Héloïse Letissier is on fire. Figuratively speaking – the French musician’s headline set at All Points East on Sunday is a writhing masterpiece, confirming her status as one of the most exciting popstars on the planet – but also, very nearly, literally. So abundant are the show’s pyrotechnics, all blazing flares, dense smoke and deafening explosions, that the air is thick with the smell of party poppers, and a small part of the stage seems to have caught alight. A group of burly men rush on with extinguishers, out of place among the lithe, androgynous dancers surrounding them. But Letissier – AKA Christine and the Queens, though she has cropped it to Chris for this latest phase – continues to sing, dance and contort, either oblivious or unconcerned. The show must go on.

The whiff of danger is in keeping with a somewhat apocalyptic evening. Just as Letissier was due to arrive on stage, a rainstorm erupted. Now, after a few songs from her excellent Eighties funk-inspired second album Chris, it has given way to a dramatic red sky.

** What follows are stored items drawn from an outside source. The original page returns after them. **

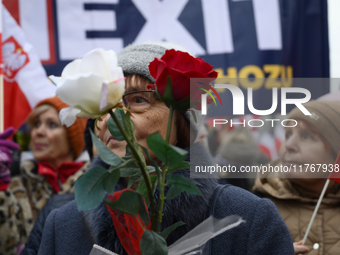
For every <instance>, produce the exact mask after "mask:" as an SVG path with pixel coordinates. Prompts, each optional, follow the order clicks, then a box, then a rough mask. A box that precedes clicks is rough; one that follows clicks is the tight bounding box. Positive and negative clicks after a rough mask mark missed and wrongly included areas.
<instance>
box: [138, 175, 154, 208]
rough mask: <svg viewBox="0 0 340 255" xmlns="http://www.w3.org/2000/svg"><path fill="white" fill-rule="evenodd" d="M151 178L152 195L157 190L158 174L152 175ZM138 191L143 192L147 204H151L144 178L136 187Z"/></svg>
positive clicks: (150, 176) (146, 203)
mask: <svg viewBox="0 0 340 255" xmlns="http://www.w3.org/2000/svg"><path fill="white" fill-rule="evenodd" d="M150 180H151V185H152V195H153V194H154V193H155V190H156V185H157V176H156V175H150ZM136 192H138V193H139V194H141V195H142V196H143V197H144V199H145V202H146V205H147V206H149V205H150V199H149V196H148V190H147V188H146V183H145V180H144V179H143V180H142V181H141V182H140V183H139V185H138V187H137V189H136Z"/></svg>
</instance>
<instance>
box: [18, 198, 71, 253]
mask: <svg viewBox="0 0 340 255" xmlns="http://www.w3.org/2000/svg"><path fill="white" fill-rule="evenodd" d="M72 200H74V193H69V194H62V195H54V196H53V197H52V198H51V199H50V200H49V201H48V202H47V204H46V205H45V206H44V208H43V209H42V210H41V212H40V213H39V216H38V218H37V220H36V222H35V224H34V227H33V229H32V231H31V233H30V235H29V237H28V240H27V242H26V243H25V249H24V251H23V253H22V255H35V254H38V250H39V246H40V243H41V238H42V233H43V229H44V226H45V221H46V219H47V216H48V215H49V214H50V212H52V211H53V210H54V209H57V208H60V207H62V206H63V205H65V204H67V203H68V202H70V201H72Z"/></svg>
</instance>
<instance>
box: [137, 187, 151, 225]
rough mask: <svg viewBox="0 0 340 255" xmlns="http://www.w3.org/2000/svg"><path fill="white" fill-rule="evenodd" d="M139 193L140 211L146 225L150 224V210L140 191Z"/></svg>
mask: <svg viewBox="0 0 340 255" xmlns="http://www.w3.org/2000/svg"><path fill="white" fill-rule="evenodd" d="M137 194H138V195H139V196H138V201H139V208H138V213H139V216H140V218H141V219H142V221H143V223H144V225H145V226H147V225H148V224H149V212H148V211H147V210H148V209H147V207H145V204H146V202H145V200H144V198H143V196H142V195H141V194H139V193H137Z"/></svg>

Whenever the singer steps out onto the walkway that stretches into the crowd, a forceful breeze causes her unbuttoned shirt to billow like a cape.

Letissier, for her part, is a potent performer, thrusting and flirting her way through a set full of sexual tension and premature climaxes – halfway through, a confetti canon showers the air with gold. During the gender-bending anthem “iT” from debut album Chaleur Humaine, she thrashes around on the floor, and then squares up to a female dancer in a display of lust and hostility.

When Letissier arrived on the scene with that record in 2014, her impenitent queerness felt daring and exciting. Five years on, though mainstream bands are increasingly packaging up tolerance into a profitable commodity (see Spice Girls’ latest tour merch), Letissier’s defiant otherness continues to run deeper than that. “Out of place, out of time, out of control,” she muses as the electro-pop strains of “Tilted” get underway, and a tattoo reading “we accept you” pokes out from the sleeve of a newly donned pink matador jacket. “But man it feels good to be out.”

Other people’s music is scattered through the set. Debut-album track “Paradis Perdus” interpolates Christophe’s 1973 song of the same name with Kanye West’s “Heartless”, and tonight she adds the riff of Luniz’s “I Got 5 On It” into the mix. Later, there’s a cover of Janet Jackson’s “Nasty” (incidentally, Letissier’s slinky, supple dancing owes a debt to Janet’s brother Michael), followed by an a cappella rendition of David Bowie’s “Heroes”.

But it is with her own material that Letissier is a tiny tour de force. As she reaches the devastating “Doesn’t Matter”, the smell of burning still in the air, an enormous light hanger begins to tilt and sway above the stage. Any moment, the four horsemen will surely come galloping in. But what a way to go.